Former Cleveland Browns wide receiver Joe Jurevicius has filed a medical malpractice lawsuit against the Cleveland Browns and the Cleveland Clinic. He claimed that he contracted staph following arthroscopic surgery at the Cleveland Clinic in January 2008. His Complaint accuses his doctors, including the team doctors, of medical malpractice of negligence over a staph infection to his right knee.
I’ve been down this road with an NFL player in a case I handled against the New England Patriots. He is the motion I filed in that case to defeat the team’s claim that there is no jurisdiction. But that Browns’ lawyer will make the argument that unless Jurevicius’ lawyer put the Browns on notice very early in the game (90 days, I believe); he has waived his right to bring a claim against the team based on the NFL Collective Bargaining Agreement. It seems silly to break off the malpractice case into two separate cases: one against the team and one against the doctors. But at least one court that I have seen, Sherwin v.
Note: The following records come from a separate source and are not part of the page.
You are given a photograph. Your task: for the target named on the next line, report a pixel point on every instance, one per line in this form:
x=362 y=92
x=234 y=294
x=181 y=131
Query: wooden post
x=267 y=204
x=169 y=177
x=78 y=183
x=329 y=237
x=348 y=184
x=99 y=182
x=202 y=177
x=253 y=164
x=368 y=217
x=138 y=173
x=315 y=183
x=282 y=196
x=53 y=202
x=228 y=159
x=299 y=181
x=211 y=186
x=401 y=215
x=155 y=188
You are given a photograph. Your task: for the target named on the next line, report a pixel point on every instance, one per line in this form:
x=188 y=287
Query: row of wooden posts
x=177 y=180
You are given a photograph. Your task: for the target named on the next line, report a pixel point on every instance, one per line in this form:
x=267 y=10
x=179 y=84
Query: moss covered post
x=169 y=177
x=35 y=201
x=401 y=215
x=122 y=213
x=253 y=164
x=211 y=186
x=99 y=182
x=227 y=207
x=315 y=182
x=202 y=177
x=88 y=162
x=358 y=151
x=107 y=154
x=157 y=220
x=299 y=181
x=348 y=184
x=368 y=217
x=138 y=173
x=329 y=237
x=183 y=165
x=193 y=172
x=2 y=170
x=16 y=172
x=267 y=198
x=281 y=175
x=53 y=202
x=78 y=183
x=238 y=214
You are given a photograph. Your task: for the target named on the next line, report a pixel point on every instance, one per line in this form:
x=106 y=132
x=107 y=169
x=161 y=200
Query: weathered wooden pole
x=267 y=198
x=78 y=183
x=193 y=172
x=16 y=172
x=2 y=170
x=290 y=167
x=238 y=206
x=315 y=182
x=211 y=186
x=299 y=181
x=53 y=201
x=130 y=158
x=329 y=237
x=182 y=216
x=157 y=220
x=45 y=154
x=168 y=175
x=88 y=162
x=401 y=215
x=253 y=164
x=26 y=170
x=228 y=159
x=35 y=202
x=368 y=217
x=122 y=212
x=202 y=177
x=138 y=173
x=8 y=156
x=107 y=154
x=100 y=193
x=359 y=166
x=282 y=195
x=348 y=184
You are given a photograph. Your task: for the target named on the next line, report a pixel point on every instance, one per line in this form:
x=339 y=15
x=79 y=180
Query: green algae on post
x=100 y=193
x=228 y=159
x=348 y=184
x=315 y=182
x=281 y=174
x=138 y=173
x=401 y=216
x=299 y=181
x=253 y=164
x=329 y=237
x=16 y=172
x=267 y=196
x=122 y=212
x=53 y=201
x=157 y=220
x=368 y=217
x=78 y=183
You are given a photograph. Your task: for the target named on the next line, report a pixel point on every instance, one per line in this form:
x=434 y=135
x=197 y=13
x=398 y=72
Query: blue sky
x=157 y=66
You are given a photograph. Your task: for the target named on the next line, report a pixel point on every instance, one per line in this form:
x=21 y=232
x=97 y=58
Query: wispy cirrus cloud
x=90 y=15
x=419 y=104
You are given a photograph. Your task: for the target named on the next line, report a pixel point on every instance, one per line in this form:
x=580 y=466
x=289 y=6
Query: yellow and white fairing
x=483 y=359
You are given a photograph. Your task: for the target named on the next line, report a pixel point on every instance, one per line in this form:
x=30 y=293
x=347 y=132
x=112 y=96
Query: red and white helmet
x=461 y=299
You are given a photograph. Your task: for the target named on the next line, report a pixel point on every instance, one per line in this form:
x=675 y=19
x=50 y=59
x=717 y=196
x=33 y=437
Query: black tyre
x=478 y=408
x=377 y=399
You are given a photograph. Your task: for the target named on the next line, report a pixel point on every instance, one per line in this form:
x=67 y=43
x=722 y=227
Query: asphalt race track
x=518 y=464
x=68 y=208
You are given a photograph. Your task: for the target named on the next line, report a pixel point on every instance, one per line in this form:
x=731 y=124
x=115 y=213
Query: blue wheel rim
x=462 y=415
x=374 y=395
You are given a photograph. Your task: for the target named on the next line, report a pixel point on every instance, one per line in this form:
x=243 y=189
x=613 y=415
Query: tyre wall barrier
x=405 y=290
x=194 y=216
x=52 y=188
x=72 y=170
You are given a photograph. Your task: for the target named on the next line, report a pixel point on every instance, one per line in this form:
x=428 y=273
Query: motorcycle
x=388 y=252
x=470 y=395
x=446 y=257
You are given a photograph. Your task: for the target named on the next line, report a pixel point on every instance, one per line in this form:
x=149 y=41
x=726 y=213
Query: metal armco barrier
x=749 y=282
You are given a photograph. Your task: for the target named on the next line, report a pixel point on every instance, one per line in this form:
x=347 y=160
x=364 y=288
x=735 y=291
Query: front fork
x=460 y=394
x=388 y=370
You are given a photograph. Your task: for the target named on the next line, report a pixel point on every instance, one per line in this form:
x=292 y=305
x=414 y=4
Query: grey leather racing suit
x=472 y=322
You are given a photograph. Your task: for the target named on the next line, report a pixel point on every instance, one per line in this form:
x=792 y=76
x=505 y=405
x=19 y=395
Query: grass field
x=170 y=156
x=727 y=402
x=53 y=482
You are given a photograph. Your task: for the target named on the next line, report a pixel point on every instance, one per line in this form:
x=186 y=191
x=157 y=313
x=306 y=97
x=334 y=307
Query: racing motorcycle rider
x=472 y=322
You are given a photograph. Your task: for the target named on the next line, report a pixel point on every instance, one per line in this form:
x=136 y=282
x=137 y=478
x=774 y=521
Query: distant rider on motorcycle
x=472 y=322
Indianapolis Colts, 752 F. Supp. 1172 (N.Y.D.C 1990), seems to think this is the required approach under the NFL CBA. (My case gave the court an easy out: the Patriots waited 2 years to file their motion which the court relied upon to find that the Patriots and their team doctor waived their right to assert that arbitration was still a remedy.)
You cannot understate the harm caused by staph infections: CDC estimates infections – many of which are staph infections – kill 90,000 people annually. Infections result in an estimated 205,000 additional hospital days for infected patients and a whopping $2 billion in medical costs.
Still, while staph infection lawsuits are on the rise, they are tough claims. Jurevicius’ lawsuit contends the training room could have been cleaner. Okay. But that is a far leap from a causation link to his staph infection.